President George W. Bush marked the attack on twin towers as the Pearl Harbor of 21st century in his diary that night and I’m blissful to survive this attack to recount this horrific personal experience.

Recounting this tale here sure sends a chill up my spine even today, but I wanted to do this to convey upon a powerful message of appreciating the lives we have and making the best possible use of it while we’re here. That proved to be my ordeal to find whether my mission on earth is finished and since I’m alive, it doesn’t seem to be completed. At least I have started “living” now and have stopped saving the best for the last. This seems to have taught me to stop withholding my love and celebrate every day as a special occasion, just to be alive. Every minute, every breath, now appear to be a gift from God to Live it all I can. I think it had to happen to me to make me realize that life is a polarity with its light and dark shades and it’s never the way it’s supposed to be. The way I and you cope with it will make all the difference. The choice is ours to be a caterpillar and think about the end of the world or emerge out of it like a butterfly with the whole world ahead of us. I personally learned my lessons the hard way and wish the others would never have to go through any such torment to learn not to take the things given to us for granted.
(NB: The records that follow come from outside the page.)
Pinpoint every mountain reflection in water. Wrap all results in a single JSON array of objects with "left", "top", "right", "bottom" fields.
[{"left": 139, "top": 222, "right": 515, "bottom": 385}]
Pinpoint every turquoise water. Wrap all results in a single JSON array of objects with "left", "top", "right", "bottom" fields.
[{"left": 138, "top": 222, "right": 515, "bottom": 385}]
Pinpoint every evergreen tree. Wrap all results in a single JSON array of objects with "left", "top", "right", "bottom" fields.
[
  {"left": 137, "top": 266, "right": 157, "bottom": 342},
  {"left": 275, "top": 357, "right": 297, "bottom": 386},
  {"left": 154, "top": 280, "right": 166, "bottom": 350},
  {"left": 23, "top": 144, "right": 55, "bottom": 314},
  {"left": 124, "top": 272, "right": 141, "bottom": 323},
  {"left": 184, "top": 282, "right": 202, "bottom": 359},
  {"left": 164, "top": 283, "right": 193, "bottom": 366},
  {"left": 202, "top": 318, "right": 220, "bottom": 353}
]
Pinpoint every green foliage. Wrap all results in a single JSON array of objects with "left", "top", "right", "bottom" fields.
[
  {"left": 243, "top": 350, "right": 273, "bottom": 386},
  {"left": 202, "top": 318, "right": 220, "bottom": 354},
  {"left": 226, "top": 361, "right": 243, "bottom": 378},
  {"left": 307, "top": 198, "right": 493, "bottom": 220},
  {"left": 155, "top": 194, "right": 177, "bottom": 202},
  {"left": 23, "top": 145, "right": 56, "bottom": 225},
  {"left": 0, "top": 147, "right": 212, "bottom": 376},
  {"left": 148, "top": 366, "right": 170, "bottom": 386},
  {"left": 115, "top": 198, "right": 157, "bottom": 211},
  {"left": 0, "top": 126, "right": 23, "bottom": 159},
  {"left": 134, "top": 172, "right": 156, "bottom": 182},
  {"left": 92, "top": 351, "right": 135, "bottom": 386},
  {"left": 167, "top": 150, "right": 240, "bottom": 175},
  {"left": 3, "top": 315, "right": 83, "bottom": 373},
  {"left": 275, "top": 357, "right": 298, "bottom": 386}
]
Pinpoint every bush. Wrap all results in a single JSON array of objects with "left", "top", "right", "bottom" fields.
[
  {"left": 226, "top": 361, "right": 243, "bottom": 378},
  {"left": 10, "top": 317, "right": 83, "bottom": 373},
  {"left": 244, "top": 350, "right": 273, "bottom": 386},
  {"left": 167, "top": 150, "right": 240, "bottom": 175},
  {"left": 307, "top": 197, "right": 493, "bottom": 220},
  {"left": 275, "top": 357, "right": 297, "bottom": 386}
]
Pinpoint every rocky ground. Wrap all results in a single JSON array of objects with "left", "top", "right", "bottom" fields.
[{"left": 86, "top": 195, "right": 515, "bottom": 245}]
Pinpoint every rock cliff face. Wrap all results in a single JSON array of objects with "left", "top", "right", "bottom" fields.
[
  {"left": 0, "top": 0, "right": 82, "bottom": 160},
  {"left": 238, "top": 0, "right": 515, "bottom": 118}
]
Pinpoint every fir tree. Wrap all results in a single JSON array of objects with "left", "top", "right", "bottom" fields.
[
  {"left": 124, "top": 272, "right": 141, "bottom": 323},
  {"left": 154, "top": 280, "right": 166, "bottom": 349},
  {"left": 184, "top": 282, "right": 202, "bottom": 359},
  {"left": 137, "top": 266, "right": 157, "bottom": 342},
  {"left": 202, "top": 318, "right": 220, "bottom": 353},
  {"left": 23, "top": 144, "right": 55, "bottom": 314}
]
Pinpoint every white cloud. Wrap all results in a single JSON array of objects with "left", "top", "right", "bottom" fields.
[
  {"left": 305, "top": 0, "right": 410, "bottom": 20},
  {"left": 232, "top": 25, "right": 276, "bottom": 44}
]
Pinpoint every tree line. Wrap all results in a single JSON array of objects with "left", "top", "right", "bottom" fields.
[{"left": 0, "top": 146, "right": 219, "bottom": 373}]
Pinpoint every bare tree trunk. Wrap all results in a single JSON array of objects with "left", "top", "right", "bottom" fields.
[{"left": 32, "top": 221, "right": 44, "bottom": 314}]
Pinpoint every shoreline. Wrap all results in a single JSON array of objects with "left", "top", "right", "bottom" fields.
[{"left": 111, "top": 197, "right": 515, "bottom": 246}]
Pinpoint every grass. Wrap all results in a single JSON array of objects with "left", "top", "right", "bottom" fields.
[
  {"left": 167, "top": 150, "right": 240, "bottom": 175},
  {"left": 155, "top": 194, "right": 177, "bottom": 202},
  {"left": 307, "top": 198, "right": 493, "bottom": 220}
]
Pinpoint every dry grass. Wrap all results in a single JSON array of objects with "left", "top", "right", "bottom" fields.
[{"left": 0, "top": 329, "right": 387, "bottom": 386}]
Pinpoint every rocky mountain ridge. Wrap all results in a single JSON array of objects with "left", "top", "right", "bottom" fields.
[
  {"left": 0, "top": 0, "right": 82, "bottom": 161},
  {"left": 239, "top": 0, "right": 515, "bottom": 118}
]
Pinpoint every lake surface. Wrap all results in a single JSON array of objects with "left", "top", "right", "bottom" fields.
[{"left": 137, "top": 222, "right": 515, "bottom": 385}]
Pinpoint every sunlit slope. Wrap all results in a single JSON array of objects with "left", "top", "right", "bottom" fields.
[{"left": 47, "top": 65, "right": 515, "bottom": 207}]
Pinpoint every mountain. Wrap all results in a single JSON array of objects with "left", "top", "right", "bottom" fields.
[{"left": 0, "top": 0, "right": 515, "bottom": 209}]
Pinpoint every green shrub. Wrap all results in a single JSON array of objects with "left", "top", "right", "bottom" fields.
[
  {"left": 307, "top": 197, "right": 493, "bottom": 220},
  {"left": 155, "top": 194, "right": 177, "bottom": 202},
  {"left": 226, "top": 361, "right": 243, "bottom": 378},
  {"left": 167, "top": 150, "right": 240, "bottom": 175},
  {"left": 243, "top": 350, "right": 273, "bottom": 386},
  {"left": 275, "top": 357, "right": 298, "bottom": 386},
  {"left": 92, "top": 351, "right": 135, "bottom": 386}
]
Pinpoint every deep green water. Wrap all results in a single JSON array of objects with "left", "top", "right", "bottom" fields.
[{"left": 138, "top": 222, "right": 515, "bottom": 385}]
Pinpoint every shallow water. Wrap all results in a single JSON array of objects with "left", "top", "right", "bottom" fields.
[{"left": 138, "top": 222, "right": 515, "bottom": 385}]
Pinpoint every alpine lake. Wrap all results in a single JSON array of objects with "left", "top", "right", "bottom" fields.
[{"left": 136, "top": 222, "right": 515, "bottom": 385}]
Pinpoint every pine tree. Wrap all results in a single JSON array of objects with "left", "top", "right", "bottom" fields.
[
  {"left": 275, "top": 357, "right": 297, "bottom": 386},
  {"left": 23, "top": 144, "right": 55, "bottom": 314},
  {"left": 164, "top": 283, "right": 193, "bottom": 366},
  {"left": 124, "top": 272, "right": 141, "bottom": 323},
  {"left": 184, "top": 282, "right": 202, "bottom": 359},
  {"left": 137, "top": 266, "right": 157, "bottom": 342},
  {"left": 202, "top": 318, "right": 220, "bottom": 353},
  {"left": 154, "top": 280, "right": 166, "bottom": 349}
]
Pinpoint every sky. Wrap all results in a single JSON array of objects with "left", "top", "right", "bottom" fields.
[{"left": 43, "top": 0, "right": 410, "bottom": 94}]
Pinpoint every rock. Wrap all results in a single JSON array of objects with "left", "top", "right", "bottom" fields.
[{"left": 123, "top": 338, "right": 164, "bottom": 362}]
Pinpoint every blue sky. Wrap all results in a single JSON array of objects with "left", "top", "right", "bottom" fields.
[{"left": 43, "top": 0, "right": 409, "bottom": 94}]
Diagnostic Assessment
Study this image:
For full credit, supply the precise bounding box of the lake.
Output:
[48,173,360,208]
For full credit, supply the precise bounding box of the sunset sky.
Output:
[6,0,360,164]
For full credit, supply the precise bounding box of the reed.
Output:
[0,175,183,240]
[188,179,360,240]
However, I feel like the chosen one to have undergone the grief and suffering associated with this incident enabling me to value the truth imparted upon me in those times of sorrow. I guess I had to be ready to obtain this truth and thereupon reflect upon – Who am I and why am I here? What is my purpose? Am I fulfilling it?

I would like to dedicate this article to the loving remembrance of my cherished friends whom I know could not make out of the elevators in time and to all others I did not know who had to suffer the consequence of this carnage.